The prognosis of patients with gliomas is very poor once recurrence occurs after comprehensive treatment. Some studies have demonstrated that the median survival time of glioma patients is only 9–10 months after the first tumour recurrence[17, 18]. Generally, the follow-up of glioma patients after or during comprehensive treatment mainly depends on the MR examination. However, TrE may lead to mimicking of tumour recurrence because they exhibit similar features on contrast-enhanced MR, which are also known as early effects (i.e., pseudoprogression) or late effects, such as radiation necrosis mainly based on timing. Although pseudoprogression and radiation necrosis are thought to represent distinct clinical and pathophysiologic mechanisms, they share many histologic similarities, such as inflammatory infiltrates and necrosis, which translate into similar imaging characteristics. This similarity makes it difficult to identify TuR and TrE with the most commonly used MR images, especially contrast-enhanced MR. Although several advanced MR techniques, such as amide proton transfer, diffusion, perfusion, and spectroscopy imaging, can improve the differential diagnosis and are widely used in clinical applications[4, 20], their accuracy and efficacy remain limited. The final diagnosis requires longitudinal MR observation for several months or repeat surgery. This process is resource-intensive as well as burdensome for the patients, and the longitudinal MR observation also delays definitive treatment. Then, experienced doctors will use PET/CT, which can reflect the metabolism of lesions, to assist MR for optimal diagnosis.

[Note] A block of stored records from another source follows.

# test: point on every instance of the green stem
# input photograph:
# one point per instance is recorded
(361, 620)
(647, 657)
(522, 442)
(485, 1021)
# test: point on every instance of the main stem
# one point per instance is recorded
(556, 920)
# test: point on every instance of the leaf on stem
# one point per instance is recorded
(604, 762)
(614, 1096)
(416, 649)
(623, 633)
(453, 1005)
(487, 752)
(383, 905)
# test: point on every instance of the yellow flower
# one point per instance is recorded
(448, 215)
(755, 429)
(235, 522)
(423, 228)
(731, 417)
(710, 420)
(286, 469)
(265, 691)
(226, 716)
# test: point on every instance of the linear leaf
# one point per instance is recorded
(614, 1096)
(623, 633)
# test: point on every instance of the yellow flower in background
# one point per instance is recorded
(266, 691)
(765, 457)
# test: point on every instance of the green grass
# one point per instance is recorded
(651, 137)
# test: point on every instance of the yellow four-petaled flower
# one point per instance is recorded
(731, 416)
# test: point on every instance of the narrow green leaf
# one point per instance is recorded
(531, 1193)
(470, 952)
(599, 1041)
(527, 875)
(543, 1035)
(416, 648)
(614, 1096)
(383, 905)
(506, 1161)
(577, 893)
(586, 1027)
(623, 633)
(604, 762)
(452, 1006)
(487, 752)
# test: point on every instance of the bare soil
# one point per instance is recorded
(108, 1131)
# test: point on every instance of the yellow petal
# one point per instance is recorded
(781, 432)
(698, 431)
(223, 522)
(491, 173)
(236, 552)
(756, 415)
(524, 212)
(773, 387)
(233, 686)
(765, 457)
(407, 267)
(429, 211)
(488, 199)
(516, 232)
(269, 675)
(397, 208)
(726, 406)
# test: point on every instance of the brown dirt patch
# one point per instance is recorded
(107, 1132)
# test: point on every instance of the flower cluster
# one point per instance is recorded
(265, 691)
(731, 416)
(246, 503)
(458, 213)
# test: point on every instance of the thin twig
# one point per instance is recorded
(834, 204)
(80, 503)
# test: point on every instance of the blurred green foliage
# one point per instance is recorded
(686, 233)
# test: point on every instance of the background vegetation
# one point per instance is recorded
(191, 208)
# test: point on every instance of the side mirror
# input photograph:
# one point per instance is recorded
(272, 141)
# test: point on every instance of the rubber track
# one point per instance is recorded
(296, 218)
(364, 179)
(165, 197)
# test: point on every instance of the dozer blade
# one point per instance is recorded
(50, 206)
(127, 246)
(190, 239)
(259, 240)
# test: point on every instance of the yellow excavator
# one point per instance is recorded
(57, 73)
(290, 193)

In this study, we investigated the diagnostic performance of multitracer PET/CT techniques, including 13N-NH3, 18F-FDOPA, and 18F-FDG, in distinguishing TuR from TrE in a cohort of patients with suspected recurrent gliomas. 18F-FDG is the most widely used tracer in PET/CT imaging and reflects the glucose metabolism level of tumours, especially malignant tumours. However, 18F-FDG may have some limitations in differentiating intracranial tumours with low metabolic levels from normal brain tissues, inflammation, and benign tumours because it accumulates largely in normal brain tissue, leading to small differences between glioma lesions and normal brain tissue. Therefore, 18F-FDG is not very good for glioma display, especially for low-grade glioma and lesions close to grey matter. This limitation was also confirmed in this study, in which 18F-FDG metabolism was not significantly different between lesions and contralateral grey cortical tissue. The low L/G ratio also limits its role in the differential diagnosis of TuR and TrE, and no significant difference was found in this study.
13N-NH3 is another PET imaging agent that is low fat-soluble and has a small diameter, allowing it to penetrate the blood-brain barrier (BBB). We have previously reported that the uptake of 13N-NH3 is superior to 18F-FDG not only in enabling differentiation between glioma and non-neoplastic lesions but also in separating low-grade gliomas (LGG) from high-grade gliomas[13, 14]. This difference may be due to the uptake of 13N-NH3 in normal brain tissue being relatively lower than 18F-FDG, whereas the uptake of 13N-NH3 in glioma is significantly increased. Therefore, the L/G ratio of 13N-NH3 PET/CT imaging is higher in tumourous lesions, making it more beneficial to distinguish glioma from some inflammatory or benign tumours. Furthermore, our other study also found that the increased 13N-NH3 uptake in recurrent glioma and the absent or lower uptake in radiation necrosis due to perfusion and glutamine synthetase activity in the recurrent tumour is higher than that in the TrE. In this study, we also found that 13N-NH3 is a promising tracer for separating TuR from TrE. In addition, SUVmax, SUVmean, and L/G ratio all showed good performance for this purpose, and their role seemed superior to 18F-FDG.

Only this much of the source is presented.